Great essay about the relationship between the humanities and neuroscience:
http://www.thenation.com/article/humanism-science-and-the-radical-expansion-of-the-possible/
The author, philosopher and novelist Marilynne Robinson, defends the humanities and the existence of 'the self' on the basis of recent scientific developments, showing that some of neuroscience's claims like the denial of the existence of 'self', are unscientific.
Some quotes:
Mentioning the birth of humanism in the Renaissance: "The disciplines that came with this awakening, the mastery of classical
languages, the reverent attention to pagan poets and philosophers, the
study of ancient history, and the adaptation of ancient forms to modern
purposes, all bore the mark of their origins yet served as the robust
foundation of education and culture for centuries, until the fairly
recent past."
Discussing the discovery of quantum entanglement (with some bearing upon Jung's concept of 'synchronicity'): "The phenomenon called quantum entanglement, relatively old as theory
and thoroughly demonstrated as fact, raises fundamental questions about
time and space, and therefore about causality.
Particles that are “entangled,” however distant from one another,
undergo the same changes simultaneously. This fact challenges our most
deeply embedded habits of thought. To try to imagine any event occurring
outside the constraints of locality and sequence is difficult enough.

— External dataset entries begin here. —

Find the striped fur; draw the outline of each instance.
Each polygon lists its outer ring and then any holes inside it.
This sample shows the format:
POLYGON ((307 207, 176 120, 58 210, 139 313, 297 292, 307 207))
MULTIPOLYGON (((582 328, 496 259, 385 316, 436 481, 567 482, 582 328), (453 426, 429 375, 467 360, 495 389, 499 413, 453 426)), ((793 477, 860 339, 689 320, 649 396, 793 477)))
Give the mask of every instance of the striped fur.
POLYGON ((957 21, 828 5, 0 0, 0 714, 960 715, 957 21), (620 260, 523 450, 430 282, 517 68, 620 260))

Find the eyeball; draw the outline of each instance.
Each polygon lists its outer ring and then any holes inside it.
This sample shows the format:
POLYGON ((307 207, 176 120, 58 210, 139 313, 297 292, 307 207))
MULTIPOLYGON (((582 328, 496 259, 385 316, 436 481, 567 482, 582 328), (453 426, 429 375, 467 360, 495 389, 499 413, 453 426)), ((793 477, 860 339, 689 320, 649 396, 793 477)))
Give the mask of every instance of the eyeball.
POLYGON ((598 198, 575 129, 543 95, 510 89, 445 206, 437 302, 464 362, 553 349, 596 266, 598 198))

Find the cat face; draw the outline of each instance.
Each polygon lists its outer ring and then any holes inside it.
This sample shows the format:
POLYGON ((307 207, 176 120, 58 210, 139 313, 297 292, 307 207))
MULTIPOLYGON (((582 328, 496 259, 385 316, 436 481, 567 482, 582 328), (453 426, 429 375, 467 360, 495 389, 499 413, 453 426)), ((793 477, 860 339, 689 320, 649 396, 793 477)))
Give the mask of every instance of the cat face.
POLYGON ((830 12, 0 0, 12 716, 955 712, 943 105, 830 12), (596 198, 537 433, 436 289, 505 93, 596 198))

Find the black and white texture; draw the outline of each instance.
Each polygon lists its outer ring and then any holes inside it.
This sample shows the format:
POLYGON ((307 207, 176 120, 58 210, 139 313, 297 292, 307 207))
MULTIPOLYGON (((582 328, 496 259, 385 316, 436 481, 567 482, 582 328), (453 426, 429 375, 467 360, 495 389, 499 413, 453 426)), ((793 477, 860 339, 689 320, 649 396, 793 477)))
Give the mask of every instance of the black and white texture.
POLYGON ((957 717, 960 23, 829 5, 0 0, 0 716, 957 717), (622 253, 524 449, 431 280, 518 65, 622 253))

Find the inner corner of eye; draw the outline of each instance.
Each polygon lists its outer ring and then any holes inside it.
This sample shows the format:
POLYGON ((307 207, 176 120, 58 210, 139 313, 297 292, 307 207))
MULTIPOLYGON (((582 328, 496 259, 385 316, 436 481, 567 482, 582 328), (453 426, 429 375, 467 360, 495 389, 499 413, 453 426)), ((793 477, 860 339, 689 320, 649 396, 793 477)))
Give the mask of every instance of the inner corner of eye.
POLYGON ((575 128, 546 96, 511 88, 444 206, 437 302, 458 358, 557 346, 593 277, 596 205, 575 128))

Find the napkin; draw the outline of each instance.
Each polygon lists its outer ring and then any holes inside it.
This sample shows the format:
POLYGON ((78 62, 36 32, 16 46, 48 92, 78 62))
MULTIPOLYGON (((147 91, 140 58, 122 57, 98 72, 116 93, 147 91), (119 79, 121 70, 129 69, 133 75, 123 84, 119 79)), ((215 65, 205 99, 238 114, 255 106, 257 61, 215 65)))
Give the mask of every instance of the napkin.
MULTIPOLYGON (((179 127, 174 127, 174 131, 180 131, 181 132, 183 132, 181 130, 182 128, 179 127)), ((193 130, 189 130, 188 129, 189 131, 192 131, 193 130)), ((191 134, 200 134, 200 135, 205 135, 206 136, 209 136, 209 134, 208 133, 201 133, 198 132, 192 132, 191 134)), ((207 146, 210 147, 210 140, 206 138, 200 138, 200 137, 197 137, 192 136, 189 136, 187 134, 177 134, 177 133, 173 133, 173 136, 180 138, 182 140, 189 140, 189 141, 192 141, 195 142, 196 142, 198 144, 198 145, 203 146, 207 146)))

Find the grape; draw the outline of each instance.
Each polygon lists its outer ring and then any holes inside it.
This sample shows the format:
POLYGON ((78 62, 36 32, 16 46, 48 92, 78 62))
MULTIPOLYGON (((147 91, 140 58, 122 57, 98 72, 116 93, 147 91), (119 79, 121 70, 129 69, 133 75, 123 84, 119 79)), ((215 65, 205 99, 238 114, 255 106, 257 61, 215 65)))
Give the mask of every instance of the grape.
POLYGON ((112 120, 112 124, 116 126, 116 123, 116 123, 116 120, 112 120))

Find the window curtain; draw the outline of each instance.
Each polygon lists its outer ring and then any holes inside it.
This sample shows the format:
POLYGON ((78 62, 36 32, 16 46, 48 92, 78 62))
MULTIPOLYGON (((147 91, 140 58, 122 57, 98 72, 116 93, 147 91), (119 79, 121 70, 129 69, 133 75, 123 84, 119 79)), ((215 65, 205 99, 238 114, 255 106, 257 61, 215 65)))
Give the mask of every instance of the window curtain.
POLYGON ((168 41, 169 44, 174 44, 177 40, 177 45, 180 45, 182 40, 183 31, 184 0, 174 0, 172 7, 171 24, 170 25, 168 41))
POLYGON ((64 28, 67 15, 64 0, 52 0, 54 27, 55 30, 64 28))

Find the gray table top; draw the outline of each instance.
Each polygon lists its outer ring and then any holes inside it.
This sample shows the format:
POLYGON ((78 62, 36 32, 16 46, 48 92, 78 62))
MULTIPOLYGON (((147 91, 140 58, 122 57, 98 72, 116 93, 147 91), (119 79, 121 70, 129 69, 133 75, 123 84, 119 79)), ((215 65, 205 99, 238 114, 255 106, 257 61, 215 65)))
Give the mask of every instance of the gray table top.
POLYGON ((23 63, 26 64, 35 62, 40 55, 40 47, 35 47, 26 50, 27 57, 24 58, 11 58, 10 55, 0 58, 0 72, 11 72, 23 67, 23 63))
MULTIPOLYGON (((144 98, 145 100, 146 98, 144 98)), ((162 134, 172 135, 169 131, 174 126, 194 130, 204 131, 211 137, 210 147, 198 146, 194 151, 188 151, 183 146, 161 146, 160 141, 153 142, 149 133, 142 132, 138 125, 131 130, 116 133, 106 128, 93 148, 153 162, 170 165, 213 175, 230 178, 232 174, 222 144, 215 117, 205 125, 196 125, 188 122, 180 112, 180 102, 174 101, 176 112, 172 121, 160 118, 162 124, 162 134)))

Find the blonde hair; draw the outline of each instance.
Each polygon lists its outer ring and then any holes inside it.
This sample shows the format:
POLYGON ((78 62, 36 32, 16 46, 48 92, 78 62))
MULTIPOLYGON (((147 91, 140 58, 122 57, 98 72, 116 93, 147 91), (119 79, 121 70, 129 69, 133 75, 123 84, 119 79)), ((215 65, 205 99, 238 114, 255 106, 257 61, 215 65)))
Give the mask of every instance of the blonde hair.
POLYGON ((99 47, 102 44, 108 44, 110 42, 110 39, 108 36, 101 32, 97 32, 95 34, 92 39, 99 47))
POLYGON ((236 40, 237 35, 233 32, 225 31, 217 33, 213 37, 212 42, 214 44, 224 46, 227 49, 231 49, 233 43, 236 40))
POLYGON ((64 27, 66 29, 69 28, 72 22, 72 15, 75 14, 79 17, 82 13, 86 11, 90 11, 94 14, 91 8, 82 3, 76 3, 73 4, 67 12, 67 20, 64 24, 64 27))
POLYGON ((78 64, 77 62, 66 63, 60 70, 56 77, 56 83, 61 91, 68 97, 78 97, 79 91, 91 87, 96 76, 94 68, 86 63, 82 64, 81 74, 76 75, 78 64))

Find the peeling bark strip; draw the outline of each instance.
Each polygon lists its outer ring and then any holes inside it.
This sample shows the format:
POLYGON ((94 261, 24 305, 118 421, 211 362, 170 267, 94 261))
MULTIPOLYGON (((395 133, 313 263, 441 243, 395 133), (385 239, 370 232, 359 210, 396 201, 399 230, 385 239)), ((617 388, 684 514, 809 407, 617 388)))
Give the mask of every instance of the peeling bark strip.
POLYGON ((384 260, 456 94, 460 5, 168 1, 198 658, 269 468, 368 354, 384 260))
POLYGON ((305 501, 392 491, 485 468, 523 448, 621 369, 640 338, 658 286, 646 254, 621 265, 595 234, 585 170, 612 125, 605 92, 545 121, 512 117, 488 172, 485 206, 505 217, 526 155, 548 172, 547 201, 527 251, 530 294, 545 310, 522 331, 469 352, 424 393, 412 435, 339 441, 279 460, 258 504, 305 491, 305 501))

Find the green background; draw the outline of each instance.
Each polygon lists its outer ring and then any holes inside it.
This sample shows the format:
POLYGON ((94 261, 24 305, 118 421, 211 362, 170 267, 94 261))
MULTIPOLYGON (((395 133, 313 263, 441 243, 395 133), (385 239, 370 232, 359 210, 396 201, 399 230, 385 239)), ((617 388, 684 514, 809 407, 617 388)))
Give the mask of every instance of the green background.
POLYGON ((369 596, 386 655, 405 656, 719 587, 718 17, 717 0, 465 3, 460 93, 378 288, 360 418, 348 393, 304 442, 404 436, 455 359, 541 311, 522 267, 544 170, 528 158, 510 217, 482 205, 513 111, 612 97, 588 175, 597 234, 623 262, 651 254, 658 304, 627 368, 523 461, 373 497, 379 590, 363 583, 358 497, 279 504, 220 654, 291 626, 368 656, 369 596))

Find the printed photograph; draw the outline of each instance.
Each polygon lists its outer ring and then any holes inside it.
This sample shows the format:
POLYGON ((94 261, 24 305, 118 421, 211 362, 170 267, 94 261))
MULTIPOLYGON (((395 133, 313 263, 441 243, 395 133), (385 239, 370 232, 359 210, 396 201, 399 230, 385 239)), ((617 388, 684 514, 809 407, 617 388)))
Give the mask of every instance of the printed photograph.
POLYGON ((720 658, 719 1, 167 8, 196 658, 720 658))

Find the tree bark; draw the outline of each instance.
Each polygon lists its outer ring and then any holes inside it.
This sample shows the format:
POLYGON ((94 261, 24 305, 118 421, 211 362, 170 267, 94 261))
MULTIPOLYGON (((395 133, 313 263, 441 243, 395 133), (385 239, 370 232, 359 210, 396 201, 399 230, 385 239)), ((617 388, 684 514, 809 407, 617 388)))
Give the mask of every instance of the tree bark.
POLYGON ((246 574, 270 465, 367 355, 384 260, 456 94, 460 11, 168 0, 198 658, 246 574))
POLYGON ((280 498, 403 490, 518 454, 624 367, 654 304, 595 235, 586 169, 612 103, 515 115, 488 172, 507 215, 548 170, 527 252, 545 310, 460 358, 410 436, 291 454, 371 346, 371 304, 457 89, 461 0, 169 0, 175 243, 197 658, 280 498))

Then there is the problem of conceiving of a universe in which the old
rituals of cause and effect seem a gross inefficiency beside the
elegance and sleight of hand that operate discreetly beyond the reach of
all but the most rarefied scientific inference and observation. However
pervasive and robust entanglement is or is not, it implies a cosmos
that unfolds or emerges on principles that bear scant analogy to the
universe of common sense."
A great mind, this lady.
Thinking of the rampant materialism as demonstrated in postwar, establishment 'new music', where the mystery of the inner space of music was denied and the magic of the capacity of expression scorned, this essay may provide a means of understanding of what so many artists of today try to recapture: in painting, reflection of reality and experience, in architecture: the humanism of classical idioms, in music: the restoration of tonal traditions with their highly-developed sense of expression and communication.